Avete aperto i concerti di Bruno Mars e l’anno prossimo toccherà a quelli di Usher. Cosa rappresentano per voi gli spettacoli dal vivo e cos’è cambiato da quando avete iniziato a relazionarvi con l’ambiente americano?
N: Senza dubbio, in America tutto è molto diverso e, in definitiva, più grande. Non sentiamo alcuna pressione derivante da questo, però; le persone che lavorano con noi capiscono cosa ci rende diversi dagli altri e ci danno carta bianca perché sanno che arriviamo da un certo percorso. Gli spettacoli dal vivo sono ovviamente l’altro pilastro della nostra attività. È bellissimo che, tramite essi, la gente possa entrare in contatto non soltanto con la nostra musica, ma anche con noi stessi. Registrare in studio e suonare dal vivo sono gli aspetti principali di questo mestiere, e fortunatamente sono anche i più divertenti.
Vi siete esibiti sul palco del Premio Nobel per la Pace. Che cosa ha significato per voi?
V: Solo il fatto di partecipare a quella cerimonia è stato per noi motivo d’orgoglio. Si tratta di un palco dal prestigio incalcolabile, soprattutto per quello che esso rappresenta. Il pubblico, poi, è stato fenomenale, e suonare con un’orchestra è qualcosa d’inimmaginabile. Quando ci chiedono quale sia stato il momento più incredibile dell’anno che abbiamo passato, tiriamo sempre fuori quell’esibizione.
Avete girato il videoclip di Am I Wrong? in Botswana; avete sostenuto che il vostro obiettivo fosse presentare al mondo il lato più bello e allegro dell’Africa, al contrario dei canali d’informazione che si concentrano quasi esclusivamente sui suoi gravi problemi. Pensate, come artisti, di poter contribuire in qualche modo e di poter intervenire in questa situazione?
N: Crediamo che si possa contribuire in molti modi diversi. Spesso, quando si compone, ci si concentra sugli aspetti più negativi dell’esistenza. Anche se non interveniamo in prima persona in cause umanitarie, il semplice fatto di essere due musicisti norvegesi di origine africana che scrivono e cantano musica ottimista, può essere motivo di ispirazione e orgoglio per molti africani – e per molti europei allo stesso tempo – perché diamo una rappresentazione dei nostri paesi quanto più possibilmente positiva.
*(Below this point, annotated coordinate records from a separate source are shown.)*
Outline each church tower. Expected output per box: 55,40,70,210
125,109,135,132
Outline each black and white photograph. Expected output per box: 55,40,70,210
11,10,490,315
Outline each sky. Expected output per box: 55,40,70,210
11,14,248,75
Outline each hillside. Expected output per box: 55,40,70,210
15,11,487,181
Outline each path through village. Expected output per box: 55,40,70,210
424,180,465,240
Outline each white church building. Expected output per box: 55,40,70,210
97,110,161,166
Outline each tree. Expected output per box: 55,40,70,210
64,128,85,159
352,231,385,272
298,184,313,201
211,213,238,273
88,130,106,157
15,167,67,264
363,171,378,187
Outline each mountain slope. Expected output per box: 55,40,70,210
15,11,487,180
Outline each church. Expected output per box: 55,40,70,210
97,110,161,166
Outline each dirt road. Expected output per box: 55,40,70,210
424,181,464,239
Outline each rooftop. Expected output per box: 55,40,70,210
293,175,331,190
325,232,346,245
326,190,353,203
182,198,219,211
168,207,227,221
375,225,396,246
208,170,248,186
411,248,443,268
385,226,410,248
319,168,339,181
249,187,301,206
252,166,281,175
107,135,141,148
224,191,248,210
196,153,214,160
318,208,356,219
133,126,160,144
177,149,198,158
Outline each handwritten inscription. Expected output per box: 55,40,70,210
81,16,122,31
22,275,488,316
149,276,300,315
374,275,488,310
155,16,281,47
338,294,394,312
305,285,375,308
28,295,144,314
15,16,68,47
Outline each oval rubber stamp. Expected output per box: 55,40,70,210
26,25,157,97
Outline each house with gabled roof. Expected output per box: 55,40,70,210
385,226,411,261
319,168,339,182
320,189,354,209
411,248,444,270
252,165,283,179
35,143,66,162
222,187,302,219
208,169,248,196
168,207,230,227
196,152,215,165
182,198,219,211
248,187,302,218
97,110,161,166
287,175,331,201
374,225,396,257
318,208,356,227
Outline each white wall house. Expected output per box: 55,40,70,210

Io sono stato cinque o sei volte in Costa d’Avorio, da piccolo durante le vacanze scolastiche, poi ci ho vissuto per un anno, nel 2007. Ho un legame molto forte con essa.
In questo periodo, l’Africa – e in particolare le regioni vicine ai vostri paesi d’origine – stanno vivendo un grave problema come la diffusione del virus Ebola. Cosa pensate di quel che sta accadendo e del modo in cui le notizie arrivano in Occidente?
N: Ovviamente le notizie sono ormai una fonte di spettacolo e spesso i network si concentrano su ciò che può “vendere”. Ricordo che, quando in Costa d’Avorio c’era la guerra civile, i media occidentali riportavano avvenimenti molto diversi da quelli che effettivamente accadevano e che i nostri amici ci raccontavano. Bisogna stare molto attenti con le informazioni… In ogni caso, la situazione attuale è molto dura e spero che possa migliorare al più presto. Ma credo che alla fine il morbo verrà fermato, che l’Occidente darà il suo apporto alla causa, anche perché è minacciato direttamente da essa.
Tornerete presto nel nostro paese?
N: Saremo impegnati soprattutto in iniziative promozionali da qui alla fine dell’anno; in questi giorni siamo a Roma per promuovere il disco, poi partiremo per la Francia, e appena terminato lì torneremo da voi, a Milano. Al momento non ci sono date dal vivo previste per l’Italia, ma di sicuro per l’anno prossimo organizzeremo qualcosa!